Opera, dominated by Handel, was - and in some respects still is - a posh import, as far as the UK was concerned. The principal genres during the Restoration were the masque and the hybrid mixture of speech and song, hideously dubbed "the semi-opera" of which Purcell was the greatest exponent. The texts included the now notorious Shakespearian rewrites by people such as Dryden that are now consigned to the shelves of academia. The Consort's founder-director, Philip Pickett, argues that such forms were the precursors of Gilbert and Sullivan and the Broadway musical. In this case, however, the tragedy is that in consigning the theatrical forms to oblivion, we have have also forgotten much of the music.
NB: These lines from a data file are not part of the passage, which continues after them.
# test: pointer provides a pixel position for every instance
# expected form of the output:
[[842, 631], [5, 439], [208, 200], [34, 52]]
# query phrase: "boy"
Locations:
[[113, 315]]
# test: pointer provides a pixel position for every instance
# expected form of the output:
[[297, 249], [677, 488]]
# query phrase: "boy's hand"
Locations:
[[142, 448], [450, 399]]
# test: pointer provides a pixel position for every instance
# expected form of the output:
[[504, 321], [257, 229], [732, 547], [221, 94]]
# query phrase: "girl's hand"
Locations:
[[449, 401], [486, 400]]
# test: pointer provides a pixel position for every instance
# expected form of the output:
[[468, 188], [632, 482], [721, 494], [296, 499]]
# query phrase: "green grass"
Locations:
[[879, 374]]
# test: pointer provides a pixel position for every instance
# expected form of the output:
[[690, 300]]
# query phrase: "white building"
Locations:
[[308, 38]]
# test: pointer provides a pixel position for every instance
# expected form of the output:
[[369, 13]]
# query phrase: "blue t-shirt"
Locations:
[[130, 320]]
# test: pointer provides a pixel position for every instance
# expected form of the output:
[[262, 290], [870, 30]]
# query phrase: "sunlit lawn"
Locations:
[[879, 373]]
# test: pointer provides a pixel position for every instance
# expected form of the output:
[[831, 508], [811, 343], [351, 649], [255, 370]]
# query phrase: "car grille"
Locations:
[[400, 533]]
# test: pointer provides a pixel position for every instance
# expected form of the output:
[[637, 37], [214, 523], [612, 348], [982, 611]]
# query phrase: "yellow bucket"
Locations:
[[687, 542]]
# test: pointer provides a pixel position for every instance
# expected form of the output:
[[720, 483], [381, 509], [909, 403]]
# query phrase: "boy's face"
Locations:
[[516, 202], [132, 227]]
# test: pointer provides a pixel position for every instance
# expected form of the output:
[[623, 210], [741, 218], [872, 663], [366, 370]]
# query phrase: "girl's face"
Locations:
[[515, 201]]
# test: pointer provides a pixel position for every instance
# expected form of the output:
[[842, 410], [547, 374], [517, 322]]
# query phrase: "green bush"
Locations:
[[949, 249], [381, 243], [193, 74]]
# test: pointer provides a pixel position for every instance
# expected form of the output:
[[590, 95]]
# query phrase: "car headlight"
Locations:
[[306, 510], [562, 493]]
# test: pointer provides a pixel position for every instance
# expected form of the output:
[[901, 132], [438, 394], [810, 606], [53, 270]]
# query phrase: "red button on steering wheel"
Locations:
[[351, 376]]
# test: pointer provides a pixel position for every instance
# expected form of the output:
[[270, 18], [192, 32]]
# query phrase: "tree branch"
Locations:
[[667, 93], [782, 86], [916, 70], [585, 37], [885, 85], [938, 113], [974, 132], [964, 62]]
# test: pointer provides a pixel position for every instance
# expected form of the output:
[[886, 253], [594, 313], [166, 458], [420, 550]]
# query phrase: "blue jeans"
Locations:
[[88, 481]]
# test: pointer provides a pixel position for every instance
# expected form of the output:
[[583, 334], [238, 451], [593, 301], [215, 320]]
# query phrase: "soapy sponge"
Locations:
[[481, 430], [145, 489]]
And what music some of it is. Soprano Julia Gooding and bass-baritone Michael George did wonders with a chunk of John Blow's deliriously suggestive Venus and Adonis, and celebrated the "pleasures divine in love and wine" to be found in Purcell's incidental music for Thomas Shadwell's rewrite of Timon of Athens. The same score, along with Purcell's The Indian Queen, provided some spectacular solos for trumpeter Mark Bennett. George also fulsomely evoked "wild Lapland's gothic night", which Thomas Linley associated with Macbeth's witches. Pickett, meanwhile, played his recorder beautifully and presided over the evening like a benevolent god. Glorious stuff, every second of it. And the New London Consort, mercifully, is going to provide us with the opportunity to hear more.